US corporations often use contractors. But some Google employees and outside activists contend the company, which is on track to make more than $30bn in profit this year, can easily afford to treat everyone who works in its offices the same.

In July, Bloomberg wrote about Google’s "shadow workforce" and revealed that earlier this year, for the first time, temporary, vendor and contract workers made up more than half of the company’s total staff.

The workers, known internally as "TVCs," do all sorts of jobs, from serving meals and piloting self-driving cars to writing code and managing teams. Unlike full-time workers, they aren’t given stock, and many struggle with inadequate health care. They aren’t allowed in some buildings or at certain company meetings. They are often employed by outside agencies, including Adecco, Cognizant Technology Solutions and Randstad.

Second-class citizens?

Several TVCs interviewed recently by Bloomberg News described feeling like second-class citizens compared with full-time Google employees. They asked not to be identified for fear of losing their jobs.

When a shooting happened at YouTube’s campus in San Bruno, California, in April, TVCs didn’t get some communications updating workers on the situation, which left them feeling unsafe, the TVCs said.

The workers are often on teams with full-time employees and said their contributions are indistinguishable from the better-placed colleagues. One contractor, who works 50 to 60 hours a week in Google’s marketing division, said TVCs are treated as "collateral damage" who can be hired and fired on short notice to help the company achieve business goals quickly and cheaply.

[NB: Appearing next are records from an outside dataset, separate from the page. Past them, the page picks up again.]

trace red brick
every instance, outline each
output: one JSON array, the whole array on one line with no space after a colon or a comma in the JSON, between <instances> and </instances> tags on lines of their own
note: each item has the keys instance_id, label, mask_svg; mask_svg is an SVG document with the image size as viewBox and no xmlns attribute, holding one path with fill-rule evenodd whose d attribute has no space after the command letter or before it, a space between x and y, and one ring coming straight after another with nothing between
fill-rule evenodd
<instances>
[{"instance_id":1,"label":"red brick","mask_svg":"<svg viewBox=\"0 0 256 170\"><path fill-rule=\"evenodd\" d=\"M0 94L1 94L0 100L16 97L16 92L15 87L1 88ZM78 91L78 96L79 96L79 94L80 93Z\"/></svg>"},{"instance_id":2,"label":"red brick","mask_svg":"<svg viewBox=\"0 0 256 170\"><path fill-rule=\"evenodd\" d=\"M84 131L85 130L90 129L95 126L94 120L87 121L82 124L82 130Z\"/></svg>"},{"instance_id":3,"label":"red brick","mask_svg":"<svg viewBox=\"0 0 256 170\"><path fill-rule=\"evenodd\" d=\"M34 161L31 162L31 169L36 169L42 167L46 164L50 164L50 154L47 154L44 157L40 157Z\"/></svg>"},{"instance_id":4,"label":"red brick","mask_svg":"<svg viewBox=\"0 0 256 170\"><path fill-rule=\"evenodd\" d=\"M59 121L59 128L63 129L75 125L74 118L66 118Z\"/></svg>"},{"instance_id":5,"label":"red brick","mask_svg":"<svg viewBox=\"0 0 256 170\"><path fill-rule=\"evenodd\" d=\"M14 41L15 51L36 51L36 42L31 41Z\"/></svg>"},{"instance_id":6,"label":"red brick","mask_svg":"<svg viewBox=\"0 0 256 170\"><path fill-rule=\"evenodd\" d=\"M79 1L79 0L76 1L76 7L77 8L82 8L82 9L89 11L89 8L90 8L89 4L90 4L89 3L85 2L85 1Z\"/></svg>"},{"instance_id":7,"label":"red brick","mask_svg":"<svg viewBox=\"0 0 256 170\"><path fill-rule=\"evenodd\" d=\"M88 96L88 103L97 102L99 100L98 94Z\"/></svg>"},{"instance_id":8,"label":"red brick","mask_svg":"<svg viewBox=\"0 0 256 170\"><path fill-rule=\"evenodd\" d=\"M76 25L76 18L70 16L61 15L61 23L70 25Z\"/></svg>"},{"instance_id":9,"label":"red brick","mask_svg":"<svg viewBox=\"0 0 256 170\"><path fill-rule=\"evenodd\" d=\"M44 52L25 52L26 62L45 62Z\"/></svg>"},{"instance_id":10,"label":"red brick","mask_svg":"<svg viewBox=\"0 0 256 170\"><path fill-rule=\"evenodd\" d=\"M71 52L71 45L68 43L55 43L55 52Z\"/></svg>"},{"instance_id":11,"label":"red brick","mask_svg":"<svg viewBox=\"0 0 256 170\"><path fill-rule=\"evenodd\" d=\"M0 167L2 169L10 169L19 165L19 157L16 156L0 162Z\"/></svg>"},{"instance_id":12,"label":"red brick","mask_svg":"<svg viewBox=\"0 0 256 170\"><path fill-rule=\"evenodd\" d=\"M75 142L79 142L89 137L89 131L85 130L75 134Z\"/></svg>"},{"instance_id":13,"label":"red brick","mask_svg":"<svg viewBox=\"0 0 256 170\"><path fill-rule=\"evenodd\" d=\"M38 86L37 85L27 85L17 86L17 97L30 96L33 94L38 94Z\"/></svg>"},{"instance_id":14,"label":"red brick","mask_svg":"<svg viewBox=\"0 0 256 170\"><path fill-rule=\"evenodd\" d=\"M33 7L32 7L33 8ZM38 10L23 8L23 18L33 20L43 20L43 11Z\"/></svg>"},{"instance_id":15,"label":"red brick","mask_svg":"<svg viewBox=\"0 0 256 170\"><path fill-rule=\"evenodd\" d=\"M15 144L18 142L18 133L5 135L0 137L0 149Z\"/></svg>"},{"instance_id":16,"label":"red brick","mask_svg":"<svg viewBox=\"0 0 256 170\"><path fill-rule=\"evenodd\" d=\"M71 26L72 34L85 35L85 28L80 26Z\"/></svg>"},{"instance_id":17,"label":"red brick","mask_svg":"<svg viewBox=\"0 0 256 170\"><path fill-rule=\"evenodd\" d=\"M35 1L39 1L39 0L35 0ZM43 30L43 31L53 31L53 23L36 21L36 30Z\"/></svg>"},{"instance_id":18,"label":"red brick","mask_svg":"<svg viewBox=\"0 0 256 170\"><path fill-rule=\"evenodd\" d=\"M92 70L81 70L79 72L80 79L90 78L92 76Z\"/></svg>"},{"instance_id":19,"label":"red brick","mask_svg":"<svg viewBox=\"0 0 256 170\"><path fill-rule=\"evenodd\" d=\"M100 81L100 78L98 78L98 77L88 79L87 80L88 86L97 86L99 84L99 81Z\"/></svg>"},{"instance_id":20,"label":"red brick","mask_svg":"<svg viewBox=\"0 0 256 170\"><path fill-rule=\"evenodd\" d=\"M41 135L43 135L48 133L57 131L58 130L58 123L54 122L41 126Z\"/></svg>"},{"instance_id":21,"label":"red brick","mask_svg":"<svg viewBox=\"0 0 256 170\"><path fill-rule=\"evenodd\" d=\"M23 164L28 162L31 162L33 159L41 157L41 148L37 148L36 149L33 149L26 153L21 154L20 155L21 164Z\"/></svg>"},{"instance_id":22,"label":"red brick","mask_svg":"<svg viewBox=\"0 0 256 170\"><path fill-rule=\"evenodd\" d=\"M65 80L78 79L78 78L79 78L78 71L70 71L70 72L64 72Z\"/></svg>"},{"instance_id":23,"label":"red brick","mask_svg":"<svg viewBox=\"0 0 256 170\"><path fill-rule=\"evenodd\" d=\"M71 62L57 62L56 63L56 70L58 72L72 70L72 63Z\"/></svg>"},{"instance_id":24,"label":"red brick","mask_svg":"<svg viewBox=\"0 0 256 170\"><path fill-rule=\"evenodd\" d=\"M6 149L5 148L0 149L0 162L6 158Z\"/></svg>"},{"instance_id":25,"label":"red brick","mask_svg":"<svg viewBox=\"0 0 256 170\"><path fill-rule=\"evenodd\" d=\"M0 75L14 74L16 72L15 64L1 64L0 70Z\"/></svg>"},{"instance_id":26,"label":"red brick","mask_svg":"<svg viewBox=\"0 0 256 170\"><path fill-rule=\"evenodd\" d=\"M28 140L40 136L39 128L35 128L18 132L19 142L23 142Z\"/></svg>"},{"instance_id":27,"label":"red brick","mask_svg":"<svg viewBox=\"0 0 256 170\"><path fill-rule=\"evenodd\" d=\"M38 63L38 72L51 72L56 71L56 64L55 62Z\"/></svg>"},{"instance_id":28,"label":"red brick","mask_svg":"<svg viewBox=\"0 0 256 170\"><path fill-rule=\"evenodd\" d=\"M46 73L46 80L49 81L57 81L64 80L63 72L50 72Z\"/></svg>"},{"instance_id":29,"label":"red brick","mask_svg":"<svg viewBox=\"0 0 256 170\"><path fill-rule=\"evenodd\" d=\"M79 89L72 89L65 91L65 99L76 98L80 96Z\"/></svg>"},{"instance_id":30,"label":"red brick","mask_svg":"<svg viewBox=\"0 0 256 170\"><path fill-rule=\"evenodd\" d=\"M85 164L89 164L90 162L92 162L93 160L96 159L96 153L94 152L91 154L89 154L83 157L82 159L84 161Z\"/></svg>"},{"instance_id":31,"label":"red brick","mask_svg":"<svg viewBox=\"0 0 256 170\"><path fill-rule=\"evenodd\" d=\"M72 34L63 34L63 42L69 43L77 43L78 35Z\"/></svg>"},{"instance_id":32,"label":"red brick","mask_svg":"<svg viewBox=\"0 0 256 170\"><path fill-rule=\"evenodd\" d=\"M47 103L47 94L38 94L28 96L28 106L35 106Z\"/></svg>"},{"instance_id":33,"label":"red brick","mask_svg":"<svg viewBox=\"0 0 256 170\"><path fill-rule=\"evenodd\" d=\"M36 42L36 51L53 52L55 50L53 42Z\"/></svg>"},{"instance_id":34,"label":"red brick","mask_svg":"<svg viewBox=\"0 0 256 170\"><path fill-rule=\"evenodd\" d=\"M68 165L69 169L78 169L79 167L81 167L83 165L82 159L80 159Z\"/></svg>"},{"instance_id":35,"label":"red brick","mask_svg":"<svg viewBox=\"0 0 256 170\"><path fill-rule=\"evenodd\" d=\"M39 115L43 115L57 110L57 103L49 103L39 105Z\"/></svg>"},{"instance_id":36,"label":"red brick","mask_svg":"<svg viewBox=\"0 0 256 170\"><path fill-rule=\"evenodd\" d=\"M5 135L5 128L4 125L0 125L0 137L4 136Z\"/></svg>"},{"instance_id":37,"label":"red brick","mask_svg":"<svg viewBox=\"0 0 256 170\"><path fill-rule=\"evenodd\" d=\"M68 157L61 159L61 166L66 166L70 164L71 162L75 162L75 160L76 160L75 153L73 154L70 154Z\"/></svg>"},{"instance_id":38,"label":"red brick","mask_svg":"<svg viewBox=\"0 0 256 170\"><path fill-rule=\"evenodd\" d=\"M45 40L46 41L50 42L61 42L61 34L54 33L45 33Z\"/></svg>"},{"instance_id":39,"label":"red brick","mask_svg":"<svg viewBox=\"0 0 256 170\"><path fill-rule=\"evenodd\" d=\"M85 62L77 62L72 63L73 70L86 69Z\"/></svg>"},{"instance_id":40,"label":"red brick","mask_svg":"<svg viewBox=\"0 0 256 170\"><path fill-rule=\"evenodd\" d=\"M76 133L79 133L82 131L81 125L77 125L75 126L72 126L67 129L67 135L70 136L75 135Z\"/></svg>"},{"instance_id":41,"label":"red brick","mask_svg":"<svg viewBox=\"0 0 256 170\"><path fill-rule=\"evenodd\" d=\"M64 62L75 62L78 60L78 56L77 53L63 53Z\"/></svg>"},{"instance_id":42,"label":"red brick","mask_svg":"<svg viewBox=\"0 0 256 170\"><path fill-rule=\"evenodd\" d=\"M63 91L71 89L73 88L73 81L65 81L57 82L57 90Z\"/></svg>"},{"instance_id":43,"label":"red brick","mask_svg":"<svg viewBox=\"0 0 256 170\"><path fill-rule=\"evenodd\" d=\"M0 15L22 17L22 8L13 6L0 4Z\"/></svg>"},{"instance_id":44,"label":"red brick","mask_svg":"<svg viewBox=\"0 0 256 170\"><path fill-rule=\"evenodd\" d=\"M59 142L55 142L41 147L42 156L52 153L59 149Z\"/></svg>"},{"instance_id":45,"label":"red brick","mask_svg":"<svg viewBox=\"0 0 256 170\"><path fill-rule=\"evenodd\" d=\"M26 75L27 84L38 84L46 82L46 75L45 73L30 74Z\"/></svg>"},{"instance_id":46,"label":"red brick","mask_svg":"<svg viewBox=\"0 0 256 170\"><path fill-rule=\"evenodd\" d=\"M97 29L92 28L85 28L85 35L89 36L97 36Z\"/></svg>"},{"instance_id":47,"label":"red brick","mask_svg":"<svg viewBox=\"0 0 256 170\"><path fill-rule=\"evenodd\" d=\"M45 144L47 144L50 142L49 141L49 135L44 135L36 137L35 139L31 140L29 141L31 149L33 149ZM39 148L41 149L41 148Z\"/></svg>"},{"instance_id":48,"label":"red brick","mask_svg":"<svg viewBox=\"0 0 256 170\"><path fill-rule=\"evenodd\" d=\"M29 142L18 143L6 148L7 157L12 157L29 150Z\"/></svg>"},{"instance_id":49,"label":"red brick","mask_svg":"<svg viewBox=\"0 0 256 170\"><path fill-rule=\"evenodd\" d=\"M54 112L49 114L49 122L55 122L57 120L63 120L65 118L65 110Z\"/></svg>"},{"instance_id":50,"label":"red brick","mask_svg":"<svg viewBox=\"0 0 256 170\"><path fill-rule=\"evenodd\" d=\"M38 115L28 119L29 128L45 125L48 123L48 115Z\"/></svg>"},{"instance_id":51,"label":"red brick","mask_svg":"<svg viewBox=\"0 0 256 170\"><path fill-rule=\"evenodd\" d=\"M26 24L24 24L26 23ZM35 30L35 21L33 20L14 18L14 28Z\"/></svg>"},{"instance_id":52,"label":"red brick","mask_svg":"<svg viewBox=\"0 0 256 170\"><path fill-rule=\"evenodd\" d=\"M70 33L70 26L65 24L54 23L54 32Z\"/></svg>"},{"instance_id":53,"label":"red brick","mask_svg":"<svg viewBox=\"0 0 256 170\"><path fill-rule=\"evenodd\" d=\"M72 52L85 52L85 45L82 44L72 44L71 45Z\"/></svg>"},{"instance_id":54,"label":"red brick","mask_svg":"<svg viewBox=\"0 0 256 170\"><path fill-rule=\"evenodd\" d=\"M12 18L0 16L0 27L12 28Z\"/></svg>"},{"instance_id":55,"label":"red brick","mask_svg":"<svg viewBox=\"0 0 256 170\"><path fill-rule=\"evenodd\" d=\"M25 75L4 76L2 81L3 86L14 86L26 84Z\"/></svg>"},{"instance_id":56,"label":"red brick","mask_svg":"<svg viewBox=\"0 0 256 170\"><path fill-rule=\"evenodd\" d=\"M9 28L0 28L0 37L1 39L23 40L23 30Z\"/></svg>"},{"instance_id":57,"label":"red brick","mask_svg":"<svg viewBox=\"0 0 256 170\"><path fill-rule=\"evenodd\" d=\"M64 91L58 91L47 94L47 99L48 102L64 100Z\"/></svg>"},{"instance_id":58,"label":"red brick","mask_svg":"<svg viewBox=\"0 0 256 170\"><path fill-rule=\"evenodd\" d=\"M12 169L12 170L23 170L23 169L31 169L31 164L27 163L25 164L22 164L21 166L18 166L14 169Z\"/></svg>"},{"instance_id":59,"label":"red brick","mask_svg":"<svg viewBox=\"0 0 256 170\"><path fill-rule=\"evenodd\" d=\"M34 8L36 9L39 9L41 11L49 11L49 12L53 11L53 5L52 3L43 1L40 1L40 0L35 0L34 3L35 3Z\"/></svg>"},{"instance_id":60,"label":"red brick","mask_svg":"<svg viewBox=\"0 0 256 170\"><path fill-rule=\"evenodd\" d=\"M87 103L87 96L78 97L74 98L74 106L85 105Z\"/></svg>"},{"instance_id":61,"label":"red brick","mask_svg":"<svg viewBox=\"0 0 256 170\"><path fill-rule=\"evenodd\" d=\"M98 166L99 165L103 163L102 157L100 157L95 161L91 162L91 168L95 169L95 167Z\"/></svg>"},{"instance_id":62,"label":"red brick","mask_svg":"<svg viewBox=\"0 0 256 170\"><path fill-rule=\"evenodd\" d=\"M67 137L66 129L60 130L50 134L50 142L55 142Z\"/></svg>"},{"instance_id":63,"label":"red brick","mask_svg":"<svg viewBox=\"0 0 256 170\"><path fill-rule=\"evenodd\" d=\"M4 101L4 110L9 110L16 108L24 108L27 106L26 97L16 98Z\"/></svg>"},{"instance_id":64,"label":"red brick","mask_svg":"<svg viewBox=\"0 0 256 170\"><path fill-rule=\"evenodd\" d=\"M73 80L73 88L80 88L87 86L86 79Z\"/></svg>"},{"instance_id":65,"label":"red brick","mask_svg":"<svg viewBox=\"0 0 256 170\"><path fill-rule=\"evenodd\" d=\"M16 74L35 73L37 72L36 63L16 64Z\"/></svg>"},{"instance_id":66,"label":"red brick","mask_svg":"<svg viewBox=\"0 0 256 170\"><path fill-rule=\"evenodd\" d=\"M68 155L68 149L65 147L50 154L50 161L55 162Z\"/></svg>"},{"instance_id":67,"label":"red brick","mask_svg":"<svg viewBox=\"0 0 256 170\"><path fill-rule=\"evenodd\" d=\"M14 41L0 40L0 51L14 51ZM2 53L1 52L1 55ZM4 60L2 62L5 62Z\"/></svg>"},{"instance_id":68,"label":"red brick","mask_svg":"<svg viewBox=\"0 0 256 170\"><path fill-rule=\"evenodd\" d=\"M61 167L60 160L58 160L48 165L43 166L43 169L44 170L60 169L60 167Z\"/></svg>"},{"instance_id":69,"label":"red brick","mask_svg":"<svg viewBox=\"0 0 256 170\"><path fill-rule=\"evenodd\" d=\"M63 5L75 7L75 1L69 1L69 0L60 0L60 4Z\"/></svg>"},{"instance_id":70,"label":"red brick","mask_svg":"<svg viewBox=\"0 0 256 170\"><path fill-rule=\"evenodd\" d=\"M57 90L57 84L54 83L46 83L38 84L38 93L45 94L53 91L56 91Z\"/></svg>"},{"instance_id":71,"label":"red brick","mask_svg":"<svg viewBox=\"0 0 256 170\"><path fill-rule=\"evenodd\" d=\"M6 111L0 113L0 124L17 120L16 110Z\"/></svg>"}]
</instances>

Another TVC described full-time staff asking her to move from an office desk or cutting ahead of her in line for coffee because she was a contractor and therefore not as important.

Another contract worker said when he took a job doing user research for Google, a manager told him he would be able to eventually convert the position into a full-time role. Two years later, that hasn’t happened, and he’s largely given up on that ever happening.